In general, all polyps are considered precancerous and the current standard of care is to remove them regardless of size.
This study was conducted between 2006 and 2007 when Mayo Clinic in Florida was in the midst of switching its six colonoscopy procedure rooms from standard colonoscopy endoscopes to HD endoscopes. Wallace said it was the perfect opportunity to study and compare.
In what Wallace calls a "natural randomization," patients were placed in whatever room was available and assigned a gastroenterologist who was on duty at the time. Physicians were not able to cherry-pick their patients or the procedure.
They found that the rate of detection of adenomas, precancerous polyps, was 29% among patients who were scanned with HD, vs. 24% for those in which standard endoscopes were used.

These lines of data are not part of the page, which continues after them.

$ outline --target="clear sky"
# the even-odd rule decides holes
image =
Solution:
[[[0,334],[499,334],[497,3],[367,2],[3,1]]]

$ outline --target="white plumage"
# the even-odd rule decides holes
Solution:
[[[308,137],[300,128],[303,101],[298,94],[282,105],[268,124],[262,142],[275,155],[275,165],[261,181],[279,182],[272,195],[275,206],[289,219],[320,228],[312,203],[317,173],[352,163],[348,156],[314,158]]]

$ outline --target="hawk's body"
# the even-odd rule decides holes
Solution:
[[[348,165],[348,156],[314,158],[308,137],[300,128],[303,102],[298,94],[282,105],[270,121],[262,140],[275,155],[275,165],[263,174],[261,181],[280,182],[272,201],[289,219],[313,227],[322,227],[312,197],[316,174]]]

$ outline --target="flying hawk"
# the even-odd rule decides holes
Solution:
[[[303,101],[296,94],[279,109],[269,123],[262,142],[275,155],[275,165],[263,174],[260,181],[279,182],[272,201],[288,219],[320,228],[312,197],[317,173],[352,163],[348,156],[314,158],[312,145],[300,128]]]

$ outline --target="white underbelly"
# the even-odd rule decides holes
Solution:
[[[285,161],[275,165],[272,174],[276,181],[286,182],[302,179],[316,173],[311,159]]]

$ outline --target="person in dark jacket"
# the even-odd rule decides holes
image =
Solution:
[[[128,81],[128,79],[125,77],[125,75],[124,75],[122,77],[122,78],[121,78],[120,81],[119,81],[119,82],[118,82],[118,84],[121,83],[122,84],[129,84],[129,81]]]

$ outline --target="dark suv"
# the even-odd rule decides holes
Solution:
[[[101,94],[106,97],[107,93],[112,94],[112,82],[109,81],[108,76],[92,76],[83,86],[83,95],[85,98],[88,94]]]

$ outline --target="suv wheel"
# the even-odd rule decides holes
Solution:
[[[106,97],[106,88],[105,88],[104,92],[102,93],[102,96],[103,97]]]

The 20% increase may seem small, but considering that 14 million colonoscopies are performed each year in the U.S., the small difference adds up.
"Our center has gone to all HD systems throughout the clinic," Wallace said. "Part of that is that the equipment is better and better. But this study provides justification that HD scopes detect more polyps."
He suggested that other facilities which have a mix of HD and standard colonoscopy systems might consider stratifying patients so that those with a high-risk profile for colon cancer are examined using the HD systems.
"If you are in a situation where you had to face a choice between HD and standard, it's likely the higher risk patients – those with a family history of colon cancer, history of previous polyps or cancer – should have colonoscopies with the best system available."
Wallace cautioned that as technology evolves, it's important to continue studying devices and "not to just accept that every technology advance necessarily leads to better care."
The study was funded by Mayo Clinic and compared the HD Olympus 180 series colonoscopy with standard definition Olympus 140-160 series colonoscopy, both made by Olympus (Center Valley, Pennsylvania).